Y ya que la realidad es cruel, volvamos a la ficción.
Con una aureola no muy halagüeña llega la más célebre de las reinas a las tinieblas, según La Boda de Hitler y María Antonieta en el Infierno, un libro del argentino Juan Rodolfo Wilcock y su compinche italiano, Francesco Fantasía (que todavía vive, con ese nombre de servidor sexual a domicilio para hombres, mujeres y otras identidades). Aquí, en un diálogo lleno de confesiones, María Antonieta se queja del «sitio mezquino» en el que vive y de las calumnias que corren sobre su persona. «Dicen que mandé a matar a mi primer marido», apunta.

Se han dado cita bajo tierra Trotsky y Juana la Loca, Karl Kraus y Cicerón, Groucho Marx y Virginia Woolf, Séneca y Simón Bolívar, entre otros. Han venido para la ceremonia nupcial, pasean, observan los regalos, los manjares que ha conseguido el novio, los habanos que el Führer se hizo enviar desde Cuba antes de que apareciera «ese bribón de Castro».
Pero, ojo, tapad oídos, que los párrafos que siguen son puro spoiler.
Como suele ocurrir en no pocos casamientos, son varios los invitados que despotrican de la novia.

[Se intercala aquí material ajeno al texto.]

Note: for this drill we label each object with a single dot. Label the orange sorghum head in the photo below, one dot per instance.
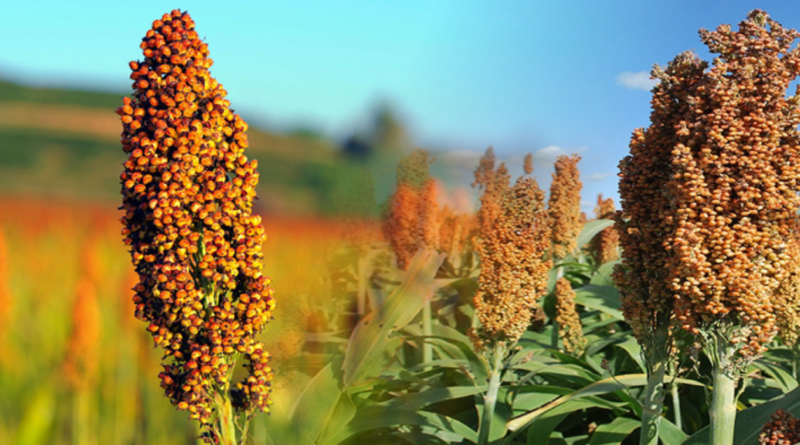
(82, 352)
(413, 218)
(719, 193)
(605, 244)
(564, 206)
(570, 329)
(188, 192)
(514, 240)
(495, 185)
(401, 224)
(647, 214)
(787, 296)
(782, 429)
(429, 220)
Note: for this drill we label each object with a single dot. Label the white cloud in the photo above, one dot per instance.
(597, 176)
(462, 158)
(636, 81)
(548, 155)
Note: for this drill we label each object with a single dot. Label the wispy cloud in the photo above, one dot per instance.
(548, 155)
(462, 158)
(597, 176)
(636, 81)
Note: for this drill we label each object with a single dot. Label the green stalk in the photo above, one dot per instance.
(554, 338)
(723, 394)
(676, 405)
(490, 399)
(227, 426)
(427, 331)
(653, 404)
(657, 357)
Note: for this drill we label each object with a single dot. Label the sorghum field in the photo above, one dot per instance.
(188, 311)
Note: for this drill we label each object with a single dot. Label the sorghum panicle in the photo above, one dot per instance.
(564, 206)
(429, 219)
(605, 244)
(413, 219)
(782, 429)
(188, 192)
(787, 296)
(735, 166)
(456, 231)
(512, 247)
(401, 225)
(570, 330)
(648, 215)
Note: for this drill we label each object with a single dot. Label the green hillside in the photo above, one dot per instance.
(65, 143)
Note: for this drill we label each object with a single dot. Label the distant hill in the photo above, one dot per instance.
(65, 143)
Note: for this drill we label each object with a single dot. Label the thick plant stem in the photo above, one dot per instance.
(657, 357)
(723, 404)
(490, 399)
(427, 331)
(676, 404)
(227, 426)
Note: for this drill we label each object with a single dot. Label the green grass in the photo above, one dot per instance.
(11, 92)
(299, 174)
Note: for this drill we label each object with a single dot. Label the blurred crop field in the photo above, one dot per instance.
(48, 249)
(60, 161)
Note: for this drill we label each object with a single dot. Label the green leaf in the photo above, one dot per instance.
(600, 298)
(344, 412)
(316, 406)
(418, 401)
(367, 349)
(631, 346)
(600, 387)
(750, 421)
(783, 378)
(380, 417)
(591, 229)
(670, 434)
(614, 432)
(602, 277)
(37, 420)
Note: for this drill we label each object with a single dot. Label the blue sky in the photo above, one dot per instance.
(524, 76)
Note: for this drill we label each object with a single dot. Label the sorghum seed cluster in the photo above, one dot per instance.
(188, 192)
(564, 206)
(514, 240)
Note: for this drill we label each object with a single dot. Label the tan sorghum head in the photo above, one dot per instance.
(716, 175)
(564, 206)
(514, 240)
(605, 244)
(570, 330)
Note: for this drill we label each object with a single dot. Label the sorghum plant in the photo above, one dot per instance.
(188, 192)
(709, 196)
(564, 206)
(514, 240)
(782, 429)
(412, 219)
(570, 330)
(605, 244)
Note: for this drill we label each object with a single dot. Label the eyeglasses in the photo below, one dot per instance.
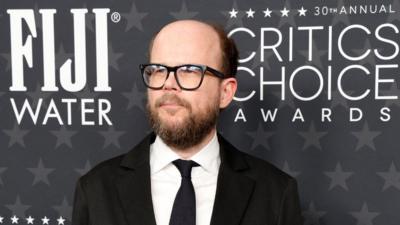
(188, 76)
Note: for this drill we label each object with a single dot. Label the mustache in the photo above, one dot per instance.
(172, 98)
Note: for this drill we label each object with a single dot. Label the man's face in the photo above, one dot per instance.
(183, 118)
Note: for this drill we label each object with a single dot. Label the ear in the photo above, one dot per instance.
(228, 88)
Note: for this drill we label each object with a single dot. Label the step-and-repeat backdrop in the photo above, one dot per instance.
(318, 97)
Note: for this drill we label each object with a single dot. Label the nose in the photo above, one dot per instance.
(171, 83)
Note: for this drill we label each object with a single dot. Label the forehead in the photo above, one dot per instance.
(187, 42)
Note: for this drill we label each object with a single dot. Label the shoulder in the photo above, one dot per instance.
(259, 169)
(102, 173)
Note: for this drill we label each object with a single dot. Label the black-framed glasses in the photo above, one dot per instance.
(188, 76)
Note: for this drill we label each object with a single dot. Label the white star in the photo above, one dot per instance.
(285, 12)
(45, 220)
(302, 11)
(250, 13)
(14, 219)
(233, 13)
(29, 220)
(267, 13)
(60, 221)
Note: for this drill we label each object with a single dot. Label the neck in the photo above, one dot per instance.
(189, 152)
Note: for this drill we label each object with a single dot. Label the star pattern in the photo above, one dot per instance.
(183, 13)
(366, 137)
(341, 148)
(64, 209)
(18, 209)
(391, 177)
(134, 18)
(339, 177)
(41, 173)
(111, 137)
(63, 136)
(312, 137)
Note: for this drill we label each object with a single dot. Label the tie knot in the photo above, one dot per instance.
(185, 167)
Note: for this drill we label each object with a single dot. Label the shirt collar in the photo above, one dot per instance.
(208, 157)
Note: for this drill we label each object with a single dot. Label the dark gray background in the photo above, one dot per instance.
(348, 173)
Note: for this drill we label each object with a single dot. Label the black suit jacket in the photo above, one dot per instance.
(249, 191)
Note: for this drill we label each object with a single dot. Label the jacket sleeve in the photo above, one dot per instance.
(290, 210)
(80, 212)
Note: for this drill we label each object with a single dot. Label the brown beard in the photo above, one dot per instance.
(191, 131)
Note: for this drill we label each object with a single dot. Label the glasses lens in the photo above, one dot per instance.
(189, 76)
(155, 75)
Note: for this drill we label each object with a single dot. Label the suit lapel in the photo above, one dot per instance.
(233, 192)
(133, 185)
(233, 187)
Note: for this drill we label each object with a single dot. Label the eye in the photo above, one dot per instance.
(190, 69)
(154, 69)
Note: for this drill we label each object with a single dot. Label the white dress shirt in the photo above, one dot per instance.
(166, 180)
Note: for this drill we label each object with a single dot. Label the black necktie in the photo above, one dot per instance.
(184, 209)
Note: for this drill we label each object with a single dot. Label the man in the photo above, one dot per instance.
(185, 173)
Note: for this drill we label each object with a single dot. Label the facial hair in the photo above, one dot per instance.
(191, 130)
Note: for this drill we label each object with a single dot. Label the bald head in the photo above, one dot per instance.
(194, 42)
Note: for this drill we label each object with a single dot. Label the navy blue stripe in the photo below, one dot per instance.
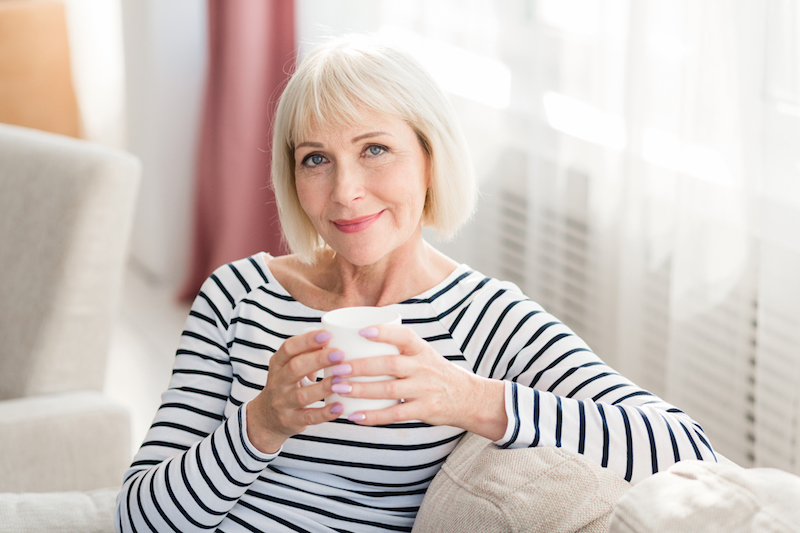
(213, 307)
(177, 503)
(628, 442)
(278, 315)
(192, 334)
(517, 419)
(535, 418)
(501, 353)
(581, 427)
(569, 372)
(478, 320)
(497, 324)
(653, 454)
(694, 444)
(574, 391)
(631, 395)
(258, 269)
(201, 316)
(274, 294)
(675, 453)
(604, 462)
(599, 395)
(554, 364)
(559, 416)
(224, 290)
(441, 292)
(208, 481)
(258, 325)
(241, 279)
(194, 495)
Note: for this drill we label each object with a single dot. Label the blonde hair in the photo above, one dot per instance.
(336, 84)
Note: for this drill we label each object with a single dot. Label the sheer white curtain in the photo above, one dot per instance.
(641, 179)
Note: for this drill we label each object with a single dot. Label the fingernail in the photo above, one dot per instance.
(341, 388)
(341, 370)
(369, 333)
(336, 356)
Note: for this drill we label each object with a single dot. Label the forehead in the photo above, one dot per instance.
(368, 123)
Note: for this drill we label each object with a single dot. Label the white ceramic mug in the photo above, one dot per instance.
(344, 325)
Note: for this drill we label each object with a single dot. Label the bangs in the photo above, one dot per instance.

Benedetto Croce la llama «casquivana», Oscar Wilde «alcohólica incurable»; Madame de Staël, que le quiere robar el prometido, la acusa de «meretriz despiadada» y de «puta calentorra», y George Sand recuerda que es «una gastadora». ¡Nadie habla mal del novio! Y al decapitado Luis XVI ni se le menciona —brilla por su ausencia, como decía Caridad, mi maestra de primaria, en 1979—, al no ser cuando su viuda, en un acto de narcisismo, asegura que los últimos pensamientos del rey de camino a la guillotina fueron «¿quién cuidará ahora de mi pichoncita?». Ese mismo día María Antonieta estalla y reconoce que no ama a Hitler, que quiere romper con él, para luego admitir que se está acostando a escondidas con Giuseppe Garibaldi.
Lo siento, lector, lo he contado todo.
O casi.
Siempre hay algo intangible en las buenas obras.
Es este un libro fantasioso y subyugante, delirante y terrenal a la vez, como antes lo fue El Maestro y Margarita; una de esas creaciones —me pasó hace 30 años con Gargantúa y Pantagruel— que llevan a uno a fabular sobre lo tanto que se divirtieron sus autores en el momento de la gestación: qué bebieron, qué fumaron, con qué rieron… Esta es una historia alucinada, construida en su mayor medida mediante diálogos en apariencia inconexos, que nos recuerda cuán retorcidos somos y sobre todo cuánto lo seguiremos siendo. Y que no se engañe nadie, que ya demasiados de ustedes gustan de ese tipo de estafa.
Mientras tanto, supongo, Boris y Carrie Johnson ya habrán aprovechado el fin de las restricciones para regresar a la sana tradición de beber con los amigos y hablar mal de los demás.